期刊
SIAM JOURNAL ON SCIENTIFIC COMPUTING
卷 44, 期 3, 页码 B746-B770出版社
SIAM PUBLICATIONS
DOI: 10.1137/21M1412190
关键词
feedback control; Bellman equation; tensor train; Pontryagin maximum principle; model predictive control; policy iteration
资金
- German Research Foundation (DFG) [GRK 2433]
The paper discusses the common occurrence of controlling systems of ordinary differential equations in science and engineering. It focuses on the local optimal control problems in finite horizon control systems, with two methods being applied to solve these problems - policy iteration and open-loop control methods inspired by model predictive control. The use of low-rank hierarchical tensor product approximation and high-dimensional quadrature is also explored for high-dimensional systems, with linear error propagation demonstrated with numerical evidence on diffusion and Allen-Cahn equations.

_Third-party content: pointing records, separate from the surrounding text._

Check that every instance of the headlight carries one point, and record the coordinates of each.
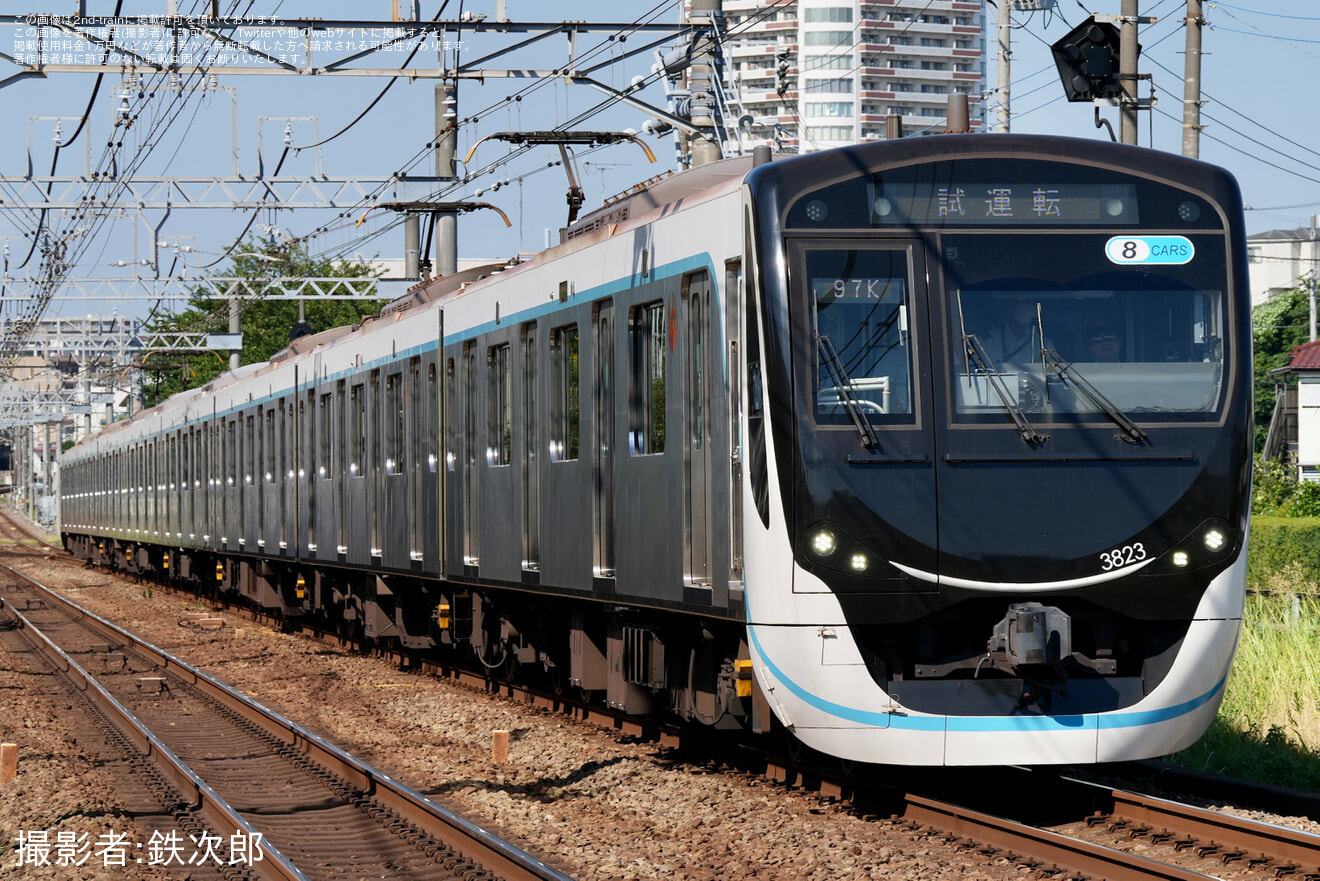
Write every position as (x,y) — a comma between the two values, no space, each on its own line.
(824,543)
(826,546)
(1207,544)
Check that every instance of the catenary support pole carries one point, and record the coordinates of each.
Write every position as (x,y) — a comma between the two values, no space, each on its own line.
(1192,81)
(1127,52)
(1005,65)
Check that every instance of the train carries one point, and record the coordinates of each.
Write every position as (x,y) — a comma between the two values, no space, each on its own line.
(933,451)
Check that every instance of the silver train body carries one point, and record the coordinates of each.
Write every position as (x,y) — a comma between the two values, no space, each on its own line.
(675,464)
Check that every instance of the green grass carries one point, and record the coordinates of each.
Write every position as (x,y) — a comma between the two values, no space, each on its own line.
(1269,727)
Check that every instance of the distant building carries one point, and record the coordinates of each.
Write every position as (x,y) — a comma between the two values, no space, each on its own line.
(1294,433)
(823,73)
(1281,259)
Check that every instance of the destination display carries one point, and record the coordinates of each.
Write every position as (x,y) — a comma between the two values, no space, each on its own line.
(997,204)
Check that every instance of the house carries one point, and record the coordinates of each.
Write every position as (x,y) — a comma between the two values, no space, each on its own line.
(1279,259)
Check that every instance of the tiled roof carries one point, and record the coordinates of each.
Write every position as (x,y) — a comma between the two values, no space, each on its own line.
(1300,234)
(1306,357)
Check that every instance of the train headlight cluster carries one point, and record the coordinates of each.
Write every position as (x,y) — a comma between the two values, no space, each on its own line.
(829,547)
(1207,544)
(824,542)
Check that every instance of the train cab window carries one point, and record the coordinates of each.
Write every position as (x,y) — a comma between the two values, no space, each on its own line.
(564,398)
(395,423)
(499,428)
(647,346)
(861,365)
(357,431)
(1077,338)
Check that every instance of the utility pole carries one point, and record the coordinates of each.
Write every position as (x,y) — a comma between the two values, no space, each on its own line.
(446,143)
(1005,64)
(1127,52)
(705,102)
(1192,82)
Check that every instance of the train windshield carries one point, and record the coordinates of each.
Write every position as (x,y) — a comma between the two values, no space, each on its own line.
(859,332)
(1072,334)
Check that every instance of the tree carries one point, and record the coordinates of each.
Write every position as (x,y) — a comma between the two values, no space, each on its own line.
(265,325)
(1278,326)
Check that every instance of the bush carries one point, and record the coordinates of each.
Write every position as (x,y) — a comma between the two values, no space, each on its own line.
(1273,485)
(1304,501)
(1283,544)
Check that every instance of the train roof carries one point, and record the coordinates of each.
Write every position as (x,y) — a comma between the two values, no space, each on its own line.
(619,213)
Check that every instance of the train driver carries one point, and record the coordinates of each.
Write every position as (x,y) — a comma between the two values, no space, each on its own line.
(1017,340)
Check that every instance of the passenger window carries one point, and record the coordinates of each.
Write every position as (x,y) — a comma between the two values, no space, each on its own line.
(564,396)
(647,345)
(499,407)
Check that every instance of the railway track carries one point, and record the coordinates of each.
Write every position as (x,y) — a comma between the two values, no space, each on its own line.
(1104,832)
(246,778)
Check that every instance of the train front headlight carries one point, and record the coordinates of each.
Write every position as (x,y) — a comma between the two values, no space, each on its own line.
(1208,544)
(824,542)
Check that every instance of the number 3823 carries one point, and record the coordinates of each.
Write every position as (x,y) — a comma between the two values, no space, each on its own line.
(1118,558)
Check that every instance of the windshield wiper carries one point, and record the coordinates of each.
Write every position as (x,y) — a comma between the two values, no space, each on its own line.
(1131,431)
(844,386)
(974,353)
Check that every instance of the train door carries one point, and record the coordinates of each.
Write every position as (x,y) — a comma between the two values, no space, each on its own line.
(602,345)
(733,374)
(395,534)
(862,388)
(471,492)
(531,461)
(696,326)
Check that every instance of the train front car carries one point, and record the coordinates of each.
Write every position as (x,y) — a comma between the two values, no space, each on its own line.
(999,406)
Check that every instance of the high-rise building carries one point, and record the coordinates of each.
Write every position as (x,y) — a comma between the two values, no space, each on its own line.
(821,73)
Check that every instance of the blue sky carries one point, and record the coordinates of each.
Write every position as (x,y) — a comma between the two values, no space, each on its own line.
(1259,56)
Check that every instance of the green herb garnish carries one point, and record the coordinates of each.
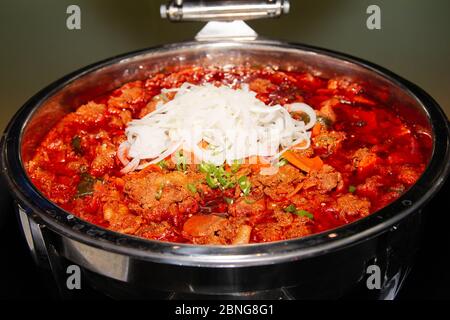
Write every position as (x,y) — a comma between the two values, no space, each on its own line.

Controlling systems of ordinary differential equations is ubiquitous in science and en-gineering. For finding an optimal feedback controller, the value function and associated fundamental equations such as the Bellman equation and the Hamilton-Jacobi-Bellman equation are essential. The numerical treatment of these equations poses formidable challenges due to their non-linearity and their (possibly) high dimensionality. In this paper we consider a finite horizon control sys-tem with associated Bellman equation. After a time discretization, we obtain a sequence of short time horizon problems which we call local optimal control problems. For solving the local optimal control problems we apply two different methods; one is the well-known policy iteration, where a fixed-point iteration is required for every time step. The other algorithm borrows ideas from model predictive control by solving the local optimal control problem via open-loop control methods on a short time horizon, allowing us to replace the fixed-point iteration by an adjoint method. For high -dimensional systems we apply low-rank hierarchical tensor product approximation/tree-based tensor formats, in particular tensor trains and multipolynomials, together with high-dimensional quadra-ture, e.g., Monte Carlo. We prove a linear error propagation with respect to the time discretization and give numerical evidence by controlling a diffusion equation with an unstable reaction term and an Allen-Cahn equation.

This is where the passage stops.